KLIK SAJA - Yorgos Lanthimos, sutradara dengan visi yang unik dan seringkali kontroversial, kembali dengan Poor Things.
Film yang diadaptasi dari novel karya Alasdair Gray ini menghadirkan kisah Bella Baxter (Emma Stone), seorang wanita yang dihidupkan kembali dengan otak bayi.
Dengan gaya surealis, dark comedy, dan visual yang memukau, Poor Things mengajak penonton dalam perjalanan yang aneh, lucu, dan sekaligus menggugah pikiran tentang identitas, kebebasan, dan eksistensi.
Film berdurasi 2 jam 21 menit ini dinobatkan sebagai salah satu dari sepuluh film terbaik tahun 2023 oleh National Board of Review dan American Film Institute , dan menerima berbagai penghargaan, termasuk empat kemenangan di Academy Awards ke-96 dan dua di Golden Globe Awards ke-81.
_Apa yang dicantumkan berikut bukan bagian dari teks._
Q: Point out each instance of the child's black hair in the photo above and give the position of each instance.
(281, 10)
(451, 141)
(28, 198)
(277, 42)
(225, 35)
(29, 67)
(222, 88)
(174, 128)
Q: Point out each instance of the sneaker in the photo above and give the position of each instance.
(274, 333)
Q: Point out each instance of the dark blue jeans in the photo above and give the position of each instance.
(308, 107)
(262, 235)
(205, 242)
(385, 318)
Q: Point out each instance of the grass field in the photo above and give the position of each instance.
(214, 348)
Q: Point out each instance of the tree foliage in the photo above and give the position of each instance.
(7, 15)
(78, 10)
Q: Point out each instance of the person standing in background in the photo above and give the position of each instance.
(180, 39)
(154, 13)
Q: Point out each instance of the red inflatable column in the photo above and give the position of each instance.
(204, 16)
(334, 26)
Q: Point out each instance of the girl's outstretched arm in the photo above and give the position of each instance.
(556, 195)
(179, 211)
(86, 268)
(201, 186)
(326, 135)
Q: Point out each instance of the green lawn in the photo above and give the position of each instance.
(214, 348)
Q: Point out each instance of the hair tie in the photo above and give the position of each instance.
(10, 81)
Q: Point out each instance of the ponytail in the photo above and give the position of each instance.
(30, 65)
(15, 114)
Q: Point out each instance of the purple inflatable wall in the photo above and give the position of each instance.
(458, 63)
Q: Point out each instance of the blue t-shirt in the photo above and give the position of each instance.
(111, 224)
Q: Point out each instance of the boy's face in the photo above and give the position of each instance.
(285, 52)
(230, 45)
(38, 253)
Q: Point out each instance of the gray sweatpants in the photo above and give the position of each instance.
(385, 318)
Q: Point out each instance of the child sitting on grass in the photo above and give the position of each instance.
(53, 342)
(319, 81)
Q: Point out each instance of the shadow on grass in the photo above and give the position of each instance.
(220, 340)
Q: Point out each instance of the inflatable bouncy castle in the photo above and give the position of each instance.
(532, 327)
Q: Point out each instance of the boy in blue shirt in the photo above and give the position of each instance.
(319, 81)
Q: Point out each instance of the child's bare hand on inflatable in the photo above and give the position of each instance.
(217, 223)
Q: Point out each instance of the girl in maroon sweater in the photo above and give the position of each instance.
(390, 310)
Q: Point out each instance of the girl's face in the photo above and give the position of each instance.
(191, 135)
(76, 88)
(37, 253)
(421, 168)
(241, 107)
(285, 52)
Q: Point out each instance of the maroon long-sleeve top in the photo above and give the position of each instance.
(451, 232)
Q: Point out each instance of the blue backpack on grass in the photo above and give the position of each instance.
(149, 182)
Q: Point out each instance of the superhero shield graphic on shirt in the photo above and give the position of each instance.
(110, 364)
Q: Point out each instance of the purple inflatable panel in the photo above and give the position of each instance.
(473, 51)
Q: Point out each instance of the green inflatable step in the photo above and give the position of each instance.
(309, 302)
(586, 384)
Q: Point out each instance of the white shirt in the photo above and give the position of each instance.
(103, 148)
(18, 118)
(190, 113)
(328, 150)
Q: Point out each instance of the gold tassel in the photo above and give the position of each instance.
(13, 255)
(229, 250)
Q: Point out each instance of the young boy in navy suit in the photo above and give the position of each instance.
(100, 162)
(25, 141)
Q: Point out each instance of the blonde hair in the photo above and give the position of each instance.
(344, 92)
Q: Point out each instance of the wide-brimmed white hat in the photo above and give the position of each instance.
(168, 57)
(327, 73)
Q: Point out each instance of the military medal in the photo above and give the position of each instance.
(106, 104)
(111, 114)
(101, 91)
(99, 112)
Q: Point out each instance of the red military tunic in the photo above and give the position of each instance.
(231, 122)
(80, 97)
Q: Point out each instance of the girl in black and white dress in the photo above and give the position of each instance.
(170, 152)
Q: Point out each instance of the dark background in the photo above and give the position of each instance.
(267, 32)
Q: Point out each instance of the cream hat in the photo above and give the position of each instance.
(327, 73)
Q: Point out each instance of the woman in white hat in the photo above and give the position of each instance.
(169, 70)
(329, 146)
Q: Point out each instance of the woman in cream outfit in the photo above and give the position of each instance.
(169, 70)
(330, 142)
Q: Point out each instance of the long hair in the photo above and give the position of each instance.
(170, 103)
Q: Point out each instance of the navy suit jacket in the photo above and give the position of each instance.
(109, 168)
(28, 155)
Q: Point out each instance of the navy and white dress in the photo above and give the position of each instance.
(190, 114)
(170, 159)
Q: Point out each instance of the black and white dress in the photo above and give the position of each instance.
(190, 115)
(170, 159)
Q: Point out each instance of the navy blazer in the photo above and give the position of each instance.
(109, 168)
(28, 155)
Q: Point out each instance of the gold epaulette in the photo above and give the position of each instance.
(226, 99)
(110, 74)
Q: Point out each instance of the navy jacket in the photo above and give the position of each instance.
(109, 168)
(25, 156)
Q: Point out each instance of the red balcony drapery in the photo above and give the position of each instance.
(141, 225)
Baca Juga: Review Film Barbie (2023): Lebih dari Sekadar Plastik
Kelahiran Kembali dan Pencarian Identitas Bella Baxter
Poor Things bercerita tentang Bella Baxter, seorang wanita muda yang dihidupkan kembali oleh seorang ilmuwan eksentrik, Dr. Godwin Baxter (Willem Dafoe).
Proses "kelahiran kembali" ini memberinya otak bayi dalam tubuh wanita dewasa, membuatnya harus belajar kembali segala hal, dari berbicara hingga berjalan. Film ini mengikuti perjalanan Bella dalam menjelajahi dunia, belajar tentang dirinya sendiri, dan menemukan identitasnya.
Karakter Bella Baxter menjadi pusat perhatian dalam film ini. Emma Stone memberikan performa yang luar biasa, menggambarkan dengan meyakinkan transformasi Bella dari seorang bayi yang polos hingga seorang wanita yang mandiri dan berani.
Kita melihat bagaimana Bella belajar tentang dunia dengan rasa ingin tahu yang besar, tanpa prasangka atau batasan sosial. Interaksinya dengan karakter lain, seperti Max McCandles (Ramy Youssef) dan Duncan Wedderburn (Mark Ruffalo), memberikan warna tersendiri dalam perjalanannya.
Baca Juga: Review Film Oppenheimer (2023): Bayangan di Balik Ledakan Hiroshima-Nagasaki
Visual Surealis dan Dark Comedy Khas Lanthimos
Seperti film-film Lanthimos sebelumnya, Poor Things juga menampilkan visual yang surealis dan disturbing. Penggunaan warna, kostum, dan set yang unik menciptakan atmosfer yang aneh dan memikat.